After reading Jerry Pournelle’s column (Chaos Manor) in last month’s Dr. Dobb’s Journal, I decided to give Xandros a try. A hard-core Linux distribution this is not. Any unix software which creates a “My Documents” directory is sure to make a true Linux fan sputter obscenities. I’m not a hard core Linux fan, and I think Xandros is nice and clean. What would really irritate me about RedHat and the others is all of the garbage they install by default. Do I really need 4 different web browsers on my desktop?

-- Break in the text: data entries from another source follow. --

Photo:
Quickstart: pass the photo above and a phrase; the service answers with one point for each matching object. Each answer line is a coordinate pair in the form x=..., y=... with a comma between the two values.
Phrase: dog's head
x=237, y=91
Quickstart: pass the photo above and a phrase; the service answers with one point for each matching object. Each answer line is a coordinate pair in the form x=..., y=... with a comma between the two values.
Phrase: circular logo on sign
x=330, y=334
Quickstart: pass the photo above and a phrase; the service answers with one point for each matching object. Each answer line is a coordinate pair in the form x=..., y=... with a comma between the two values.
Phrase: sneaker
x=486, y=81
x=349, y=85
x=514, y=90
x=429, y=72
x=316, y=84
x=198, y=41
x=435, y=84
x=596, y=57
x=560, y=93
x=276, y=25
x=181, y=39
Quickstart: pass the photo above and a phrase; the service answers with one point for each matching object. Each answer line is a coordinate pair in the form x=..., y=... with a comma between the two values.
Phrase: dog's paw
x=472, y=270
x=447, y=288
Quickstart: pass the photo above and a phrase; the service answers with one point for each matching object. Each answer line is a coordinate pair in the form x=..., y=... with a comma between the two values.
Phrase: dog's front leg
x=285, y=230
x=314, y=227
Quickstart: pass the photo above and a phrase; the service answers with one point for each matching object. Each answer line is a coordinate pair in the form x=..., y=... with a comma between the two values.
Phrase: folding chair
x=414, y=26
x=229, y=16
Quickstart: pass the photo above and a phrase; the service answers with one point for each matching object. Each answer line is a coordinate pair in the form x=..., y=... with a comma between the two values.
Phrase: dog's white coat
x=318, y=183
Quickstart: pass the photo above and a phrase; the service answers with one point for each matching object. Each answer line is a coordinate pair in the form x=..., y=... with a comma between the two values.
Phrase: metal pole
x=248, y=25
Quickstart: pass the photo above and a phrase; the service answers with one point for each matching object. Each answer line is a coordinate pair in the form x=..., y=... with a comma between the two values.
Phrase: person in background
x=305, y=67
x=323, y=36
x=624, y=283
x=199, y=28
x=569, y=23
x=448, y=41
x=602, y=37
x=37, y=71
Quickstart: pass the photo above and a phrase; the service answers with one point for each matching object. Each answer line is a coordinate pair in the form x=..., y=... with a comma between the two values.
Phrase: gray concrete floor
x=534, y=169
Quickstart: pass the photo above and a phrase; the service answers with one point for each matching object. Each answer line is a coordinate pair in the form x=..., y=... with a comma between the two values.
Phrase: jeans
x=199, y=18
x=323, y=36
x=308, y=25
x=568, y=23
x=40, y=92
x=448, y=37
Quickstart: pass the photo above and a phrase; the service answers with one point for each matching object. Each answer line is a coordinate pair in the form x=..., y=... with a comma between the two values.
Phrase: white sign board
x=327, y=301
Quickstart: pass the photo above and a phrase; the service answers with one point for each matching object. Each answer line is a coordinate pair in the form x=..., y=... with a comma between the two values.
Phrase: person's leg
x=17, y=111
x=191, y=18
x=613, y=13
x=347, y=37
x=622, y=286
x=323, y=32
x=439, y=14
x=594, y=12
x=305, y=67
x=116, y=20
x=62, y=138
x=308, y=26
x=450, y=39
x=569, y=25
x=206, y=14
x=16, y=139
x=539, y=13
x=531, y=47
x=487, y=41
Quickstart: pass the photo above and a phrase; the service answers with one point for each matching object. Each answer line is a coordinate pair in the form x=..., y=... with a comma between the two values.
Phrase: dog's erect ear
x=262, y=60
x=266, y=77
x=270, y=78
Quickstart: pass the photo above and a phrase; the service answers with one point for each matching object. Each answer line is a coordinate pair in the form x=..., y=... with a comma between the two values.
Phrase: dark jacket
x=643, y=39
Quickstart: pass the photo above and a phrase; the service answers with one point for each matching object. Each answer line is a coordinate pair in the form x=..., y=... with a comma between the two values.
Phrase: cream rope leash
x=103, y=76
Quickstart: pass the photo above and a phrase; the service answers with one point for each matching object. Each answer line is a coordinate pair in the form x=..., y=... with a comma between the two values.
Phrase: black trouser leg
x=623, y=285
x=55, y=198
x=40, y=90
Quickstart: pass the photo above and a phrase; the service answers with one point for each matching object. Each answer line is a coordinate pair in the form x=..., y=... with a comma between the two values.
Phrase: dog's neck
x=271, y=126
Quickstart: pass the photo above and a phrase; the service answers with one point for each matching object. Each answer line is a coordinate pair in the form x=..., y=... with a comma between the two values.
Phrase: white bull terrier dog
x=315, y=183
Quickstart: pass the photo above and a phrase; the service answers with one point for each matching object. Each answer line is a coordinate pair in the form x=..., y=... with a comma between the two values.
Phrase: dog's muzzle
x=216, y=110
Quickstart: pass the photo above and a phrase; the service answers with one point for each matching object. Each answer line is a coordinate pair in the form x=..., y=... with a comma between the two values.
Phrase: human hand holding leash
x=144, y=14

I now have mono up and running again. It took some work. Xandros is supposed to be for the relative compute newbie. As such, the free version doesn’t come with a cvs client or any other development tools (except a C++ compiler). However, I think starting clean and adding what I needed actually enabled everything to work for me on the first try, unlike previous attempts at getting mono built from source, which only resulted in google-ing for obscure error messages and coming up empty.

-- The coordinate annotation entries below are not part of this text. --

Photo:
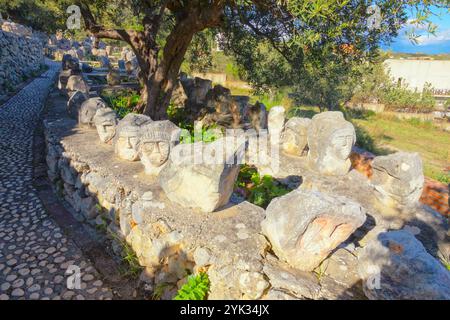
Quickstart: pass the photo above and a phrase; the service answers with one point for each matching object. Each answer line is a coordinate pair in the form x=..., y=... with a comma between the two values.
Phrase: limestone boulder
x=294, y=139
x=88, y=110
x=305, y=226
x=106, y=121
x=396, y=266
x=201, y=175
x=275, y=123
x=330, y=141
x=74, y=104
x=197, y=94
x=77, y=83
x=113, y=78
x=398, y=178
x=257, y=116
x=63, y=77
x=104, y=62
x=128, y=134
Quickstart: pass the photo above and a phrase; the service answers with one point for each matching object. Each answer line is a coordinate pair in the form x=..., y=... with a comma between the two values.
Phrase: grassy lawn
x=390, y=134
x=431, y=143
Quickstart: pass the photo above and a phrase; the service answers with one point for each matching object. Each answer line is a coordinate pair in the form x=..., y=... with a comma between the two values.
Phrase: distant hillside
x=415, y=56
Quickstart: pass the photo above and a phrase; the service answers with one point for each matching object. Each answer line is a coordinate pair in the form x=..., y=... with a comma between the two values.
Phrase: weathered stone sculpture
x=205, y=183
x=199, y=90
x=305, y=226
x=257, y=115
x=104, y=62
x=275, y=124
x=179, y=96
x=105, y=121
x=223, y=110
x=88, y=110
x=64, y=76
x=113, y=77
x=157, y=140
x=396, y=266
x=294, y=139
x=398, y=178
x=77, y=83
x=127, y=136
x=330, y=140
x=74, y=104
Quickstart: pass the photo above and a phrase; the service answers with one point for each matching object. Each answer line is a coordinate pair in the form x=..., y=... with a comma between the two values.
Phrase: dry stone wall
x=19, y=57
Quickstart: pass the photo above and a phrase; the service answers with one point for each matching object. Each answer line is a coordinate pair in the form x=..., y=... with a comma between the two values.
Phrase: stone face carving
x=275, y=124
x=127, y=136
x=88, y=110
x=157, y=140
x=223, y=110
x=74, y=104
x=330, y=140
x=305, y=226
x=105, y=121
x=193, y=183
x=113, y=78
x=104, y=62
x=73, y=64
x=179, y=96
x=257, y=115
x=199, y=90
x=397, y=266
x=398, y=178
x=294, y=139
x=64, y=76
x=77, y=83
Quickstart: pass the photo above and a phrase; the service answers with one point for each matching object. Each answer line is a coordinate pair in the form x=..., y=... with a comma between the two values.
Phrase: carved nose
x=129, y=144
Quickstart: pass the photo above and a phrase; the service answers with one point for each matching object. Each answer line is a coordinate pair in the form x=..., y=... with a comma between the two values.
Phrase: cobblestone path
x=34, y=253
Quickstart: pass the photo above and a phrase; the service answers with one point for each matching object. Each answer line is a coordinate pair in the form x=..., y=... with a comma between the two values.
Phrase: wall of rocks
x=20, y=56
x=180, y=218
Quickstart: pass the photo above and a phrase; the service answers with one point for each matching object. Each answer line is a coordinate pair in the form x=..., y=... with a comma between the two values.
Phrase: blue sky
x=430, y=44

I had to install the following to get mono running on Xandros:
pkgconfig-0.8.0
glib-2.0.6
gc6.alpha5
autoconf-2.59
automake-1.9
bison-1.875
icu (note: change CFLAGS from -O2 to -O3 in icudefs.mk to work around a GCC optimization bug, argh).
libtool-1.5.10
mono-1.0.2
mcs-1.0.2
Each piece of software is installed using the typical ./configure, make, make install process. I had to add /usr/local/lib to ld.so.conf (then run ldconfig to reconfigure the bindings), and wow, it finally all works!